Namely, my coffee wine's airlock was bubbling maybe once a second for the first week and a half or so, and has slowed to maybe once every 2 seconds already. Should it have slowed that fast? Is there anything I need to do to reenergize it?

Sounds fine, but recipe and gravity readings are the only way to tell for sure.
 
To avoid flooding the forum with new topics, I'll just post my additional question here...
How long should active fermentation last?
Namely, my coffee wine's airlock was bubbling maybe once a second for the first week and a half or so, and has slowed to maybe once every 2 seconds already. Should it have slowed that fast? Is there anything I need to do to reenergize it?

I agree with the previous poster on the ferment, but wish to add this.

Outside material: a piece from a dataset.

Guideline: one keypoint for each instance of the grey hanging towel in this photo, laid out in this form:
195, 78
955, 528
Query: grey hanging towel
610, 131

typical yeast progression. - there is overlap of the phases.
lag phase - yeast multiplies and increases count until it reaches saturation density cells per unit volume. Typically this goes from pitch to 24 hours or even longer. Peaking around 12 hours in typical.
Ferment/active phase - beginning around 12 hours and going for several days- this depends largely on the gravities - even weeks. This is when between 90 to 95% of the sugar is consumed.
Clean up - the last bit of gravity points are used up and yeast pickup other chemicals squeezing out the last bit of energy that they can.

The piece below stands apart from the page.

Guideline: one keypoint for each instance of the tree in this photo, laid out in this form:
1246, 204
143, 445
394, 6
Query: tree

So I'd guess if your yeast is running slow - because of strain and or temp, and being a wine, so higher gravities, that going out 2 weeks or more is normal. Infact most fo the wine kit instructions I've seen suggest that after 2 weeks, the gravity should be around 20% of OG. Thus more fermenting to take place.

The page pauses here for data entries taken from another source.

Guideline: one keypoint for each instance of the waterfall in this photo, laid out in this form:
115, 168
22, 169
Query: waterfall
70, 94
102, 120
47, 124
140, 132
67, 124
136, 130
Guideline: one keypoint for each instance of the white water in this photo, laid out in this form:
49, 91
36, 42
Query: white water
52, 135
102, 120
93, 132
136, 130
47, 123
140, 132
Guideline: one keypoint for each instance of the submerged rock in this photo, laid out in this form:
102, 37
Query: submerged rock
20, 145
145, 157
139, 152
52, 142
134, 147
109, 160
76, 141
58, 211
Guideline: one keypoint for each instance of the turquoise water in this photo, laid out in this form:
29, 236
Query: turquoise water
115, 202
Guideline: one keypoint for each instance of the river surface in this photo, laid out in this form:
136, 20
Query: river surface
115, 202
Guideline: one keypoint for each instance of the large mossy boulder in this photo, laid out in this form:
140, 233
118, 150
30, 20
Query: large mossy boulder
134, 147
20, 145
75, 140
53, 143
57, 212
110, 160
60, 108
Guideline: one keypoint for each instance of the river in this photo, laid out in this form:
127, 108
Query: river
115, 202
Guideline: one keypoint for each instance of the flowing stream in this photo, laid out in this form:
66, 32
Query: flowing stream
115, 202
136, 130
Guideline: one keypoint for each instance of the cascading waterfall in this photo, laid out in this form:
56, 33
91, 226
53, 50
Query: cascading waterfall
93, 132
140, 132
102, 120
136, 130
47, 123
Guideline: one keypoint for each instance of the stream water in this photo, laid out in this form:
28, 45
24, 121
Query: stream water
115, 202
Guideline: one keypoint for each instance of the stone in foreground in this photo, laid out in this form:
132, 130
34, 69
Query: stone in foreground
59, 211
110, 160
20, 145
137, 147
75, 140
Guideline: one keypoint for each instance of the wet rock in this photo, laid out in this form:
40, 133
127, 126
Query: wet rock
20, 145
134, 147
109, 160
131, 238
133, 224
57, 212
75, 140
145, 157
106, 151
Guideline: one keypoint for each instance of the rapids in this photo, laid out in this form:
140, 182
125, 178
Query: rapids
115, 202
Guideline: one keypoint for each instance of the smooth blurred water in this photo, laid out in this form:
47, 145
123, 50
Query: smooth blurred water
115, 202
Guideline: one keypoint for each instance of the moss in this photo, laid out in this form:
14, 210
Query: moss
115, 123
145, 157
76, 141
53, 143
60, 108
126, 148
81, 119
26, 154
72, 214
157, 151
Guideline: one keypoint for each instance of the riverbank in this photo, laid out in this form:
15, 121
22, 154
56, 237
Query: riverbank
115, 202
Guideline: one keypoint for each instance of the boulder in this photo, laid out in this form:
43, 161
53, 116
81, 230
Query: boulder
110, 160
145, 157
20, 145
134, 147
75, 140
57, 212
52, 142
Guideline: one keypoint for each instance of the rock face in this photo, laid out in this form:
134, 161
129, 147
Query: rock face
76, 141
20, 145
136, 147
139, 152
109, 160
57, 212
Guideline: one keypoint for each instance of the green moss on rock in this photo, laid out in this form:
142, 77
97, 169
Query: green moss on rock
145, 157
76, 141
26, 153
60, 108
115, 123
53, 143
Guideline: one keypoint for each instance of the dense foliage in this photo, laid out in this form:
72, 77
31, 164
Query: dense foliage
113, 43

A long way to say, your are fine.
 
So it's day 4 of Strawberry wine in the initial fermentation bucket, stirring daily. I wash the stirrer REALLY well before each time, but am still just nervous that I won't know when/if the wine goes bad in the bucket. Any advice?
 
So it's day 4 of Strawberry wine in the initial fermentation bucket, stirring daily. I wash the stirrer REALLY well before each time, but am still just nervous that I won't know when/if the wine goes bad in the bucket. Any advice?

Sanitize anything you use that will touch the wine. Anything. If it's not sanitized, you may be making vinegar.
 
Sanitize anything you use that will touch the wine. Anything. If it's not sanitized, you may be making vinegar.

Any warning signs to look out for if it starts to vinegarize? Any chance to save wine once it does?
 
I just bottled a gallon of welches concentrate wine (and apple peach) that I'm assuming turned out well in that it tastes like a very dry white. My question, what do I need to do to backsweeten a few bottles?
 
vbkid -
to backsweeten a few bottles? Well what I would do is before bottling stablize with Potasium Sorbate and Metabisulfate. Then I'd add sugar and let sit for a few days and then bottles.

What you should so? addthe Sorbate and Sulfate to your current bottles and add a little sugar.

How sweet do you want it? one recomendation is to pour out measured amounts of wine, add sugar to them - measured - sample and test. work out the math and add that to each bottle - so if you do 1 oz of wine, and 1gr of sugar and that is good, you'd add 25 gr of sugar to each bottle.

Alternativily if you know you FG, and have a guess at the desired sweetend FG (typically <1 =dry 1 to 1.010 =semi sweet and above 1.010 is sweet or something like that). you can also work math for that. 1lb of sugar has 46 points for a gallon of wine.
 
I transferred my Strawberry wine into 2 growlers last night, topping one off with simple syrup. Should I be worried at all that when I glanced this morning they didn't appear to be bubbling in the airlock? I *think* it smelled fine during transfer last night, but don't have enough experience to be sure.
 
If they have been stablized - ie most of the yeast removed and the rest put to dormancy, then you shouldn't have any airlock activity, Infact none is good, however airlock activity is NOT the measure of fermentation, changes in gravity tell you if sugar is being consumed and turned into alcohol, so get a gravity reading and watch it change or not change.